A modelagem de clima avançou muito desde o último relatório do IPCC em 2001, mas variáveis importantes ainda existem entre as diferentes abordagens. Um avanço é que hoje eles concordam que o aumento do efeito estufa criará as chamadas “condições tipo El Niño”. Ou seja, o aquecimento da superfície da água no Oceano Pacífico, gatilho para eventos do El Niño. A ocorrência de “condições tipo El Niño” difere de eventos do El Niño em si, relacionados com secas e inundações em diferentes locais ao redor do mundo.
Hoje se sabe que o El Niño causa secas na Amazônia, e essa conclusão não depende de modelos de clima. Sempre que as águas superficiais do Pacífico esquentam, há secas e incêndios florestais na Amazônia, como ocorreu em 1982, 1997/1998 e 2003. A relevância dos resultados de qualquer modelo para a Amazônia, portanto, depende da inclusão de uma representação realística desse efeito. Se há modelos que indicam aquecimento da água no Pacífico sem maiores efeitos na Amazônia, isto não significa que a Amazônia esteja mais segura, mas que ainda falta incluir algo nos modelos.
Bastam 50%?
A interpretação dos resultados dos modelos de clima depende de outra consideração básica. Para gerar temperaturas simuladas, os modelos usam a chamada “sensibilidade climática” – a média de aumento da temperatura da superfície global, acima de níveis pré-industriais, se a concentração de CO2 na atmosfera fosse o dobro da préindustrial. Antes da Revolução Industrial havia 280 partes por milhão por volume (ppmv) de CO2 na atmosfera, e hoje já são 383 ppmv. Estima-se que a concentração dobre em relação ao nível pré-industrial antes de 2070 caso não haja a mitigação das emissões.
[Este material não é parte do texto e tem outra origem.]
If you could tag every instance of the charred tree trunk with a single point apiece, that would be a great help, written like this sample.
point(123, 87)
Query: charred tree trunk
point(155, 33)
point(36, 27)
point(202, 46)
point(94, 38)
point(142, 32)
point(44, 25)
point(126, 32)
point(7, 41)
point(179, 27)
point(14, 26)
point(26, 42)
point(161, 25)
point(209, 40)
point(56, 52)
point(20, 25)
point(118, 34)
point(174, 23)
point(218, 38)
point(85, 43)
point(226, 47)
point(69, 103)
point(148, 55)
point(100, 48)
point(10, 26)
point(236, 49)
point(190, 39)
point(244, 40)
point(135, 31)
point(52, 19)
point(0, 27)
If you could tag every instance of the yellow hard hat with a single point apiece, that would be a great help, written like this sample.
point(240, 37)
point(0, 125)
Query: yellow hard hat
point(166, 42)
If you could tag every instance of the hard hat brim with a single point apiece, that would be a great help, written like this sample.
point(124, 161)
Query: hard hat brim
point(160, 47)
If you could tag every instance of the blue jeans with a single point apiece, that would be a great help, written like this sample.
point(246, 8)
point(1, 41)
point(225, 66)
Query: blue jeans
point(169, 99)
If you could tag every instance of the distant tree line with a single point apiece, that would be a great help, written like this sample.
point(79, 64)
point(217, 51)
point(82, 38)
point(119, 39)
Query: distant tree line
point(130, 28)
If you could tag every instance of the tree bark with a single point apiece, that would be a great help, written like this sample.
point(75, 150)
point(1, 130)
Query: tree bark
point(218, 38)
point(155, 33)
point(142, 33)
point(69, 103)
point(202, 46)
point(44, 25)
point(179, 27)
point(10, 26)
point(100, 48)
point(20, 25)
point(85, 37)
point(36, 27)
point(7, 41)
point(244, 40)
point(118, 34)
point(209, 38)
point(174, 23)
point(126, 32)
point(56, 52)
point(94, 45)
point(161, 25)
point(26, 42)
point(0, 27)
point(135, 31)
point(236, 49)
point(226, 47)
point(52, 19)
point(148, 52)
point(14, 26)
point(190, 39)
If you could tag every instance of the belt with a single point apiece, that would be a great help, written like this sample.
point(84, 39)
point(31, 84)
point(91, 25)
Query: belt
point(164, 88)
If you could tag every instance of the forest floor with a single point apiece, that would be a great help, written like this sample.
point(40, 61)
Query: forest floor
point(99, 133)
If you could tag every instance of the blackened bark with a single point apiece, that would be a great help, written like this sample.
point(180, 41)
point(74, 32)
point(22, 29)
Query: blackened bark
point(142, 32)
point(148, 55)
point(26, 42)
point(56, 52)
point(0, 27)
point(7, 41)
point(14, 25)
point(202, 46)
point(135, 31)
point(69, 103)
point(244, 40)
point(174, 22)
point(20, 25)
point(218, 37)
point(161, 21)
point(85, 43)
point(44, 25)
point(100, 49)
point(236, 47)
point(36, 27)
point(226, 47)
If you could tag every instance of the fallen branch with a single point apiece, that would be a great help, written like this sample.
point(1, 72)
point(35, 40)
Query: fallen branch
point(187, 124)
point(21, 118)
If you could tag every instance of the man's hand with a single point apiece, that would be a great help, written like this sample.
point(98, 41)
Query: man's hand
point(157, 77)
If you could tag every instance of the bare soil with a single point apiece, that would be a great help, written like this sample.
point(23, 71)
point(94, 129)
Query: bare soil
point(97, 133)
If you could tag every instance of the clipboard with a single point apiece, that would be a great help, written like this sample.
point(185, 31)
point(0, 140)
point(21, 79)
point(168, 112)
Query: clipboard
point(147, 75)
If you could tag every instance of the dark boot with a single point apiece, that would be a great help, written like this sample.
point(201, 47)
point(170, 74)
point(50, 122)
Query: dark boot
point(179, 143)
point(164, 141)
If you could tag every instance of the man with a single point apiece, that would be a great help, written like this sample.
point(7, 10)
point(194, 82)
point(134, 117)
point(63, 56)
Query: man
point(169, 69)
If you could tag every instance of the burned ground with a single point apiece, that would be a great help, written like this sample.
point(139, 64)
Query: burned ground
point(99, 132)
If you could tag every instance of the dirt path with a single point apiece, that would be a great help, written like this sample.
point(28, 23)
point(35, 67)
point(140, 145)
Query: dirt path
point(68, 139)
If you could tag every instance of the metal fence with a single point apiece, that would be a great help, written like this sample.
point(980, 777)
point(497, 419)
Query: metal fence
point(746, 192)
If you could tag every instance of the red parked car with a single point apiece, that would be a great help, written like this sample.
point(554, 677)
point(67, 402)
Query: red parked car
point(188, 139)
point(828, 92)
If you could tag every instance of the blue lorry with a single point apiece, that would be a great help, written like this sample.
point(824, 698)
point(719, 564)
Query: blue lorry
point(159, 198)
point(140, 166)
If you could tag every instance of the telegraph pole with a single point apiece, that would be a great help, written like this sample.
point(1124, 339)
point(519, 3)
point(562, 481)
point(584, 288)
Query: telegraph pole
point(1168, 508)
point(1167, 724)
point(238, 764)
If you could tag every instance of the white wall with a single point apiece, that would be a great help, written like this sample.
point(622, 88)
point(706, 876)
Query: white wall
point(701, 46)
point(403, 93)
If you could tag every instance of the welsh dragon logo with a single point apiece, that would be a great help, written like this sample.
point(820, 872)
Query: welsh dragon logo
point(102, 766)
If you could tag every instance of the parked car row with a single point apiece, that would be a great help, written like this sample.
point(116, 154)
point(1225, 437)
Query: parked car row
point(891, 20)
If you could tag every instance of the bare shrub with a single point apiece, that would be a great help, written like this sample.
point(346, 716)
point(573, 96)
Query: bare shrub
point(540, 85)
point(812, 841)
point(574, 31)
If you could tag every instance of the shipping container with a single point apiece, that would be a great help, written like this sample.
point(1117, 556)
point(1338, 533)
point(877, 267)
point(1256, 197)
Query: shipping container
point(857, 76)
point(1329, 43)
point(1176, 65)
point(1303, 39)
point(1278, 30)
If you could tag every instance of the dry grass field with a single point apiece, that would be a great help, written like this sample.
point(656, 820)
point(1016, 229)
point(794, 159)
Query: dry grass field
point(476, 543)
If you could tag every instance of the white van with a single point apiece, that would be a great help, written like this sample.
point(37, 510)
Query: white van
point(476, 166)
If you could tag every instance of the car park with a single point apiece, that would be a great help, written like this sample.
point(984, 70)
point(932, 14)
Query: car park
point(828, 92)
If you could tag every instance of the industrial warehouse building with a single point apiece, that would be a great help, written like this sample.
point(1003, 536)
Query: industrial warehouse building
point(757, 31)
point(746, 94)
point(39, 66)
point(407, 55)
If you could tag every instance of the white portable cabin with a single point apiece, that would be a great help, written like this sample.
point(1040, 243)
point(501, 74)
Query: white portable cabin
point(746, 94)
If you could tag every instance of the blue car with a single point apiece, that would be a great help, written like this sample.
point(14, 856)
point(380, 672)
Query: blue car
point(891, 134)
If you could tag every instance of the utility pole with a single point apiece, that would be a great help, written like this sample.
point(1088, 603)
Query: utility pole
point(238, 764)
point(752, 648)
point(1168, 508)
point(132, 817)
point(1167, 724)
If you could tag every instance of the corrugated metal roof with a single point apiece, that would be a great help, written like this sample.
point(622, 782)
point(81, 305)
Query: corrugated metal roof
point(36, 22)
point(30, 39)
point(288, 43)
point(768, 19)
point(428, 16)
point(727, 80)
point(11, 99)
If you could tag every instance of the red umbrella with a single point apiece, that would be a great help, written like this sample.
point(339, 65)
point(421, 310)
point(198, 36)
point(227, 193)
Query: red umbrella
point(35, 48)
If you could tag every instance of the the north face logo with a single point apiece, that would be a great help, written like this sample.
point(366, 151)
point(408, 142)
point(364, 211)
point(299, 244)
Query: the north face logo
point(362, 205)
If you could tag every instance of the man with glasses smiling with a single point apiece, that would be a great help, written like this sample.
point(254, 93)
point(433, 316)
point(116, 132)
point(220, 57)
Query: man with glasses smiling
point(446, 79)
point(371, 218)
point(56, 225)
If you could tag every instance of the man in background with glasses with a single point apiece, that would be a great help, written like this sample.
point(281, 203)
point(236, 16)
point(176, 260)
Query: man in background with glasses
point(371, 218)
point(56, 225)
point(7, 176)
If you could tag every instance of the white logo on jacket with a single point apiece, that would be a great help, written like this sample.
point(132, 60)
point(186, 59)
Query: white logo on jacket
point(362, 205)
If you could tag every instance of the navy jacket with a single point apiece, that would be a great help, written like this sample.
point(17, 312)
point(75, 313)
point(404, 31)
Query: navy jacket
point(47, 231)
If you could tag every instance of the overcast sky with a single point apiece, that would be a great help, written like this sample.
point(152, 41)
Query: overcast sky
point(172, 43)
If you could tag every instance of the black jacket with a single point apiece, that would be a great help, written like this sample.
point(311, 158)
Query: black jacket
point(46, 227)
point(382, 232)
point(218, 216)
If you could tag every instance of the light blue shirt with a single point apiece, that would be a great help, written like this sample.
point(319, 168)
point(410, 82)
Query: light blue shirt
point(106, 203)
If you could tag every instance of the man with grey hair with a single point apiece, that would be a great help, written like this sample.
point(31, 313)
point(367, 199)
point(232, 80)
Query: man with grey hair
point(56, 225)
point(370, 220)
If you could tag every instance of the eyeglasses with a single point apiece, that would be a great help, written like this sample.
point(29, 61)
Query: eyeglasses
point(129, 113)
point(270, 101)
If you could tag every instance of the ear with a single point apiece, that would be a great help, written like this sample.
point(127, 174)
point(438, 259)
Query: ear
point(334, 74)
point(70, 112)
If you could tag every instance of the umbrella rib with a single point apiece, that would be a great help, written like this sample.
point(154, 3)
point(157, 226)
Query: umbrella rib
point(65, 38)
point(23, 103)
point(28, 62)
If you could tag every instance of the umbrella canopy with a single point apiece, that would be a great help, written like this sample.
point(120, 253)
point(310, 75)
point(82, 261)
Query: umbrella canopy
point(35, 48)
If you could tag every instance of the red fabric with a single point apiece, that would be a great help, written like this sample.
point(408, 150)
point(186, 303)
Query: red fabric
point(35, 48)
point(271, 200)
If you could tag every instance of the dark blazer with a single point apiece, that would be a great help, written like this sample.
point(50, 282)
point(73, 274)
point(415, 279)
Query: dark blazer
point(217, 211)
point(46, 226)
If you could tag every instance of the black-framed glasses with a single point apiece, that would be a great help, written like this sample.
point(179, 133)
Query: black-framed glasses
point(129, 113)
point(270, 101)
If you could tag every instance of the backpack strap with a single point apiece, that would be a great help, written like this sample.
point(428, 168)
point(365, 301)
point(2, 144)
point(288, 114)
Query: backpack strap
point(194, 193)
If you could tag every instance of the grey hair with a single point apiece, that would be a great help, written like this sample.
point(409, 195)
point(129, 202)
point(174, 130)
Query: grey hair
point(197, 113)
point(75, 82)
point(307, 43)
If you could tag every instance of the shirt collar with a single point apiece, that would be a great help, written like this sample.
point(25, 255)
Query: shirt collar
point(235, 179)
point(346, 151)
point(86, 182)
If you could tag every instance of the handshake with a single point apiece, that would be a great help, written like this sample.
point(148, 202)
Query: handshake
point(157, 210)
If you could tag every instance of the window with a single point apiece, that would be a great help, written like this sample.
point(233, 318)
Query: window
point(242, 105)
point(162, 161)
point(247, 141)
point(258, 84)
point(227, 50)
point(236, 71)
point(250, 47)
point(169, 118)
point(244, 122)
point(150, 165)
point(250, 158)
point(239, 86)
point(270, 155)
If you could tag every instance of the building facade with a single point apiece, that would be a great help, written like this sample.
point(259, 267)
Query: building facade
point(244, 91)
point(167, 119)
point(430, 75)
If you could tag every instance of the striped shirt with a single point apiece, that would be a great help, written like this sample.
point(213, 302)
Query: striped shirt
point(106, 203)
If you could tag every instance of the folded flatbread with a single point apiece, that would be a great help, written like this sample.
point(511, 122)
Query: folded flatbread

O valor mais provável para a sensibilidade climática, e que alimentou os cenários do IPCC, é um pouco abaixo de 3 graus. “Mais provável” significa, porém, que há uma probabilidade de 50% de que o verdadeiro valor seja menor, assim como uma chance de 50% de que seja maior. O valor para a “alta sensibilidade climática” – que significa que há 95% de certeza de incluir o valor verdadeiro – é de 6,2 graus, segundo uma revisão dos dados sobre a reação do clima às variações na concentração de CO2 ao longo da história geológica.
Publicada na Nature em março de 2006, a revisão traz um valor substancialmente mais baixo do que estimativas anteriores, mas ainda devastador em suas implicações.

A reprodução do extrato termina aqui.